Researchers at Sharp Laboratories of Europe Ltd. in Oxford, UK, have reported the successful fabrication of blue-violet InGaN laser diodes using molecular beam epitaxy. Currently, these emitters are grown using metallorganic chemical vapor deposition, which consumes more source materials and which requires an additional postgrowth processing step to activate the P-type dopant.

Sharp Laboratories of Europe Ltd. has demonstrated 400-nm InGaN laser diodes grown using molecular beam epitaxy. Courtesy of Jonathan Heffernan, Sharp Laboratories of Europe.

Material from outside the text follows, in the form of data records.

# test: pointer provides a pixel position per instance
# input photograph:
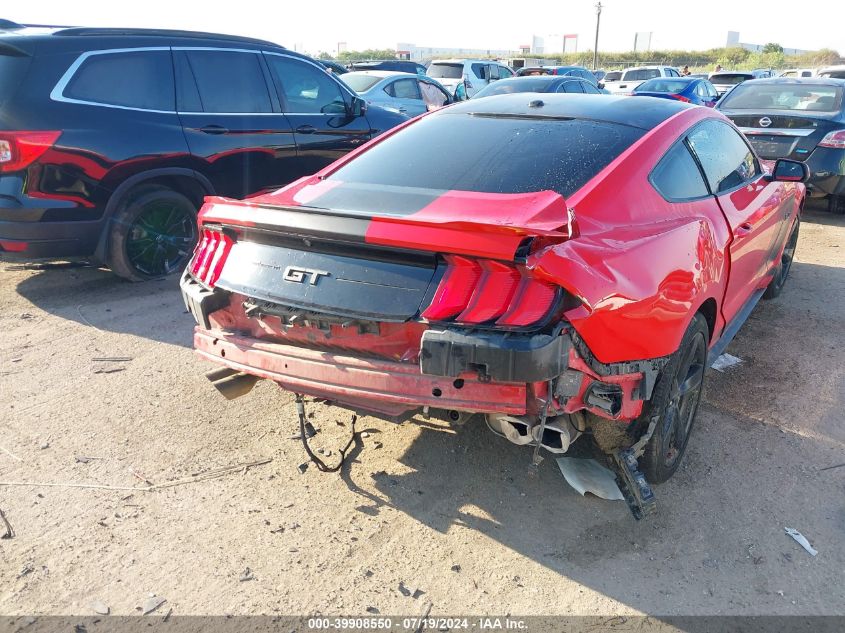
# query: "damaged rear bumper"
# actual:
(386, 387)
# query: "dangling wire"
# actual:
(303, 423)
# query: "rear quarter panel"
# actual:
(641, 266)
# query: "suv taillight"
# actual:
(836, 140)
(210, 256)
(18, 150)
(479, 291)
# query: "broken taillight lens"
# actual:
(480, 291)
(210, 256)
(18, 150)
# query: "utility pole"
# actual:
(596, 49)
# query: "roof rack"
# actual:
(93, 31)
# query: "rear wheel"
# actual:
(152, 234)
(775, 287)
(675, 403)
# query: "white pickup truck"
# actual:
(624, 81)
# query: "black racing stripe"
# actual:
(305, 222)
(368, 200)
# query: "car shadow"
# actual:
(97, 299)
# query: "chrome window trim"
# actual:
(57, 94)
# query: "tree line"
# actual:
(772, 56)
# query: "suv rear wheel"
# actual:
(152, 234)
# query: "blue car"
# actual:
(400, 92)
(686, 89)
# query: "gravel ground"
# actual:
(450, 513)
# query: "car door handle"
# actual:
(214, 129)
(743, 229)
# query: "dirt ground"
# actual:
(452, 514)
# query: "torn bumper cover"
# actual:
(478, 372)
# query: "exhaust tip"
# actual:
(230, 383)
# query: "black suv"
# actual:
(110, 138)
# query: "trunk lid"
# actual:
(353, 262)
(774, 134)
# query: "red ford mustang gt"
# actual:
(567, 266)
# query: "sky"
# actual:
(320, 25)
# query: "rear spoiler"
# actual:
(460, 222)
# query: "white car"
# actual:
(624, 81)
(474, 73)
(798, 72)
(833, 72)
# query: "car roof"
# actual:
(814, 81)
(384, 74)
(72, 36)
(642, 113)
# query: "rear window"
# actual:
(12, 71)
(136, 79)
(446, 71)
(662, 85)
(510, 86)
(731, 79)
(456, 151)
(641, 74)
(804, 96)
(360, 83)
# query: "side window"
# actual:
(727, 160)
(306, 88)
(406, 89)
(229, 81)
(140, 79)
(572, 87)
(677, 176)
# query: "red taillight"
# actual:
(493, 294)
(532, 302)
(455, 288)
(210, 256)
(835, 140)
(18, 150)
(480, 291)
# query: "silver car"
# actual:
(400, 92)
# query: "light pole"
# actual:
(596, 49)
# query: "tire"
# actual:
(775, 287)
(675, 403)
(152, 234)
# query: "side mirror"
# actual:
(790, 171)
(359, 107)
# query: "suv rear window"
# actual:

According to the company, compound semiconductor laser diodes are produced using molecular beam epitaxy or metallorganic chemical vapor deposition roughly equally. Both techniques offer the necessary control over deposition with atomic-scale accuracy, and the decision to employ one rather than the other is largely a matter of preference on the part of the manufacturer. Until now, however, molecular beam epitaxy had not proved suitable for the construction of InGaN-based devices, yielding only low-power blue LEDs and no laser diodes.

The team employed a gas-source molecular beam epitaxy system in its work. A commercially available wafer of silicon-doped GaN on sapphire served as the template substrate. Ammonia was the nitrogen source, and elemental gallium, indium and aluminum were the group-III sources. Elemental silicon and bis(cyclopentadienyl)magnesium were used as the sources of the N- and P-type dopants, respectively.

The laser diodes feature a separate confinement heterostructure design with a multiple-quantum-well active region consisting of 2-nm-thick InGaN separated by 12-nm-thick undoped GaN barriers. After the growth process, the researchers used electron cyclotron resonance plasma etching to form 5 × 1000-µm ridge waveguide structures and the laser facets. No coating was applied to the facets to minimize loss.

Tests at room temperature under pulsed current injection confirmed that the devices emit at a wavelength of ~400 nm, with a linewidth of less than 0.2 nm, and display a threshold current density of ~30 kA/cm2, which the company notes is similar to that of the first violet laser diodes grown by metallorganic chemical vapor deposition. The group is investigating facet coatings and ways to optimize the P-type AlGaN cladding layer, with hopes of reducing the operating voltage and threshold current to achieve CW lasing at room temperature.

A target application of such a CW emitter is in the writing and reading of data in the Blu-ray next-generation optical disk format. Under development by 12 companies in the consumer electronics and computer industries, including Sharp, Blu-ray systems will employ 405-nm laser diodes to boost the storage capacity of optical disks.